Juste avant la Sauvin, il vous faut suivre à droite, une large piste. En longeant le Champ de l’Aveugle, les Vaux de Naison et les Lapinières, arrive à la Croix Rouge (inutile de chercher ce monument, il a disparu). Là, on tourne à angle droit vers la gauche et vous débouche sur une petite route.Quelques mètres sur la droite et, une fois de plus, à gauche pour prendre le chemin de la Garenne (suite logique des Lapinières) lequel vous mènera au viaduc de l’ancienne ligne de chemin de fer d’intérêt local où vous pourrez, au choix, casser la croûte ou pique-niquer en contemplant les restes imposants du Château de Druillet les Belles Fontaines. L’ancienne résidence des comtes d’Auxerre domine le village serré autour de son église et les sources qui lui ont donné son nom. Comme j’ai conscience d’en avoir un peu trop fait avec la bataille de Fontenoy, je ne dirai rien de Pierre de Courtenay qui faillit devenir Empereur de Constantinople, ni de Jean-Roch Coignet, rescapé des campagnes napoléoniennes qui finit épicier et mémorialiste, place Saint Eusèbe à Auxerre. De toute façon, j’ai une autre randonnée sous le coude qui me donnera l’occasion de parler de ces deux braves garçons.

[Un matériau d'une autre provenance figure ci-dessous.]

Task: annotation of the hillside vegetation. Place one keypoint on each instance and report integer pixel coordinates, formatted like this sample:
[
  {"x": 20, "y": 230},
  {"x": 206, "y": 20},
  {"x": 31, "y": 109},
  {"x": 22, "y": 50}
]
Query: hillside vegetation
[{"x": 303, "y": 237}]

Pour le moment, les fourmis de service emportent vers leurs réserves, les miettes tombées de votre pique-nique ou de votre casse-croûte. Un coup de rein pour charger votre sac, considérablement allégé, et en route. Pas d’erreur possible ! Si, ce matin, vous suiviez la voie romaine, cette après-midi il vous faut rester sur la voie ferrée. Cela n’a rien de désagréable, le ballast a depuis longtemps disparu et, n’étaient les ouvrages d’art qui subsistent ici ou là on pourrait se croire sur un de ces anciens chemins ligures, chers au cœur de feu Gaston Roupnel. Courbes à peine accentuées, déclivités imperceptibles, calme garanti, la marche s’apparente ici à une promenade digestive pour notable sortant d’un banquet de comice agricole. Au fil des kilomètres, on découvre quelques anciennes maisons de garde-barrière promues (?) résidences secondaires par des citadins désireux de profiter du calme de la France profonde. Elles sont parfois, en été, occupées par des chiens dont il convient de se méfier surtout si leurs maîtres vous hurlent « qu’ils veulent jouer ». Ces rencontres sont, heureusement, exceptionnelles.

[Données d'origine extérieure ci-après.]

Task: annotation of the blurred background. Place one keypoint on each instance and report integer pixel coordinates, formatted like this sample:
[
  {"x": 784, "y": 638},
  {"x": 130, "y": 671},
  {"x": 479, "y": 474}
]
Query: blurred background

Laissez sur votre gauche le hameau des Roches, continuez jusqu’à celui de Fougilet. Il eut jadis son école, mais les cris d’enfants n’y résonnent plus guère. Ne vous laissez pas gagner par la mélancolie et poursuivez votre chemin, entre les Epinettes et le Bois Brûlé jusqu’à ce que vous retrouviez entre les Tierces et l’Escarpis, la bonne vieille voie romaine, abandonnée ce matin. Il vous suffit de tourner à gauche et de marcher tout droit en direction de la Montagne aux Alouettes. Le chemin traverse de grands champs de céréales au bord desquels, les traitements ayant été notablement allégés, sont revenus bleuets et coquelicots. Il arrive même qu’on y voit des marguerites. Composez mentalement un bouquet des trois fleurs de la Nation et envoyez le, par la pensée à celui ou à celle que votre cœur aime. Devant vous, le chemin file droit en suivant les modestes ondulations qui rythment un paysage où le vent souffle sans contrainte. S’il n’y fait pas tourner d’éoliennes, il met facilement en mouvement les imaginations. Profitez en ! Ici on peut rêver tout éveillé. Grandiose reconstitution historique ou paisible idylle bocagère : à vous de choisir. L’antique route sur laquelle vous marchez a supporté sans se plaindre des charges beaucoup plus lourdes que vos songeries de promeneur, solitaire ou non. Après une dernière et courte côte, elle vient se noyer dans le goudron de la départementale 73. Devant vous, le village quitté ce matin. Vous vous arrêtez un instant pour le regarder et vous rappelant le Giono de Jean le Bleu vous vous dites : « Décidément, tout le bonheur de l’homme est dans les petites vallées ».